Les parties ont été régulièrement convoquées à l’audience du 15 octobre 2025 au cours de laquelle l’affaire a été plaidée faute de conciliation possible entre les parties.
La société [22] représentée par son conseil, a présenté ses observations et maintenu son recours. Le requérant conteste le taux d’incapacité permanente de 15% et le coefficient professionnel de 5% fixé par la [12].
Le représentant de la société [22] a déposé des pièces à l’audience.
La [12] dûment représentée sollicite du tribunal de céans la confirmation de la décision du 12 juin 2018 ayant fixé à 15% le taux d’incapacité permanente, dont 5% pour le taux professionnel de Monsieur [P] [J].
La Caisse a exprimé son accord pour la réalisation d’une mesure d’expertise médicale judiciaire.
Les prétentions des Parties
Par conclusions reçues au greffe et soutenues oralement à l’audience précitée, la société [22] sollicite du tribunal de céans :
Déclarer la société [22] recevable et bien fondée en toutes ses demandes, fins et prétentions, A titre principal,
Commettre tout consultant qu’il plaira au tribunal avec pour mission d’examiner sur pièces les éléments du dossier médical justifiant le taux d’IPP de 15% attribué à Monsieur [P] [J] [R] en conséquence de son accident du 22 septembre 2016, d’e apprécier le bien-fondé et de se prononcer sur les éléments concourants à la fixation de ce taux ;Ordonner que la consultation prenne la forme d’une consultation orale qui sera présentée à l’audience que le tribunal fixera ou, s’il plaît à la juridiction, qu’elle prendra la forme d’une consultation écrite qui sera remise au greffe et communiquée au médecin désigné par l’employeur ainsi qu’au praticien conseil de la [15] avant une date antérieure d’au moins 15 jours à l’audience à intervenir ; Enjoindre, à cette fin, à la [16] ainsi qu’à son praticien conseil de communiquer au consultant ainsi désigné l’entier dossier médical de Monsieur [P] [J] [R] justifiant ladite décision, Enjoindre à la [16] ainsi qu’à son praticien conseil de communiquer au Docteur [E] [D], demeurant [Adresse 9], l’entier dossier médical de Monsieur [J] [R] justifiant ladite décision ;Ordonner que les frais résultants de la consultation soient mis à la charge de la [10] ;A titre subsidiaire,
Déclarer que le taux d’IPP résultant de l’accident du 22 septembre 2016 de Monsieur [P] [J] [R] et opposable à la société [22] est fixé à 0% en l’absence de tout élément justifiant de l’existence de séquelles, Déclarer que le taux socio-professionnel de Monsieur [P] [J] [R] et opposable à la société [22] est fixé à 0% en l’absence de tout élément justifiant de l’existence d’un préjudice professionnel distinct, En tout état de cause,
Débouter la [16] de l’ensemble de ses demandes, fins et prétentions, Condamner la [16] aux entiers dépens.

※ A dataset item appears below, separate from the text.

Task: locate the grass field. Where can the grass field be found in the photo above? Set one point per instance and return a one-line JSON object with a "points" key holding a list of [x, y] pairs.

Par conclusions reçues au greffe le 02 octobre 2025 et soutenues oralement à l’audience précitée, la [13] sollicite du tribunal de céans :
A titre principal,
Débouter la société [22] de toutes ses demandes, fins et conclusion. A titre subsidiaire,
Ordonner une mesure de consultation ou d’expertise médicale en application des dispositions de l’article R143-16 du Code de la sécurité sociale, avec pour mission d’évaluer le taux d’IPP au vu des séquelles présentées par MONSIEUR [J] au 5 mai 2018, date de consolidation de son état de santé.
Pour un plus ample exposé des moyens et prétentions des parties, le tribunal, conformément à l’article 455 du Code de procédure civile, renvoie aux conclusions déposées et soutenues à l’audience.
L’affaire a été mise en délibéré au 03 décembre 2025 et le jugement rendu par mise à disposition au greffe du service du contentieux social du tribunal judiciaire de Paris.
MOTIFS
Sur l’intérêt à agir de l’employeur A titre liminaire, il convient de rappeler que les rapports entre un assuré et une caisse primaire d’assurance maladie sont indépendants des rapports entre l’employeur de cet assuré et la caisse et que la modification éventuelle du taux d’incapacité dans les rapports entre l’employeur et la caisse ne remet pas en cause le taux fixé initialement par la caisse à l’égard du salarié victime de l’accident du travail ou de la maladie professionnelle.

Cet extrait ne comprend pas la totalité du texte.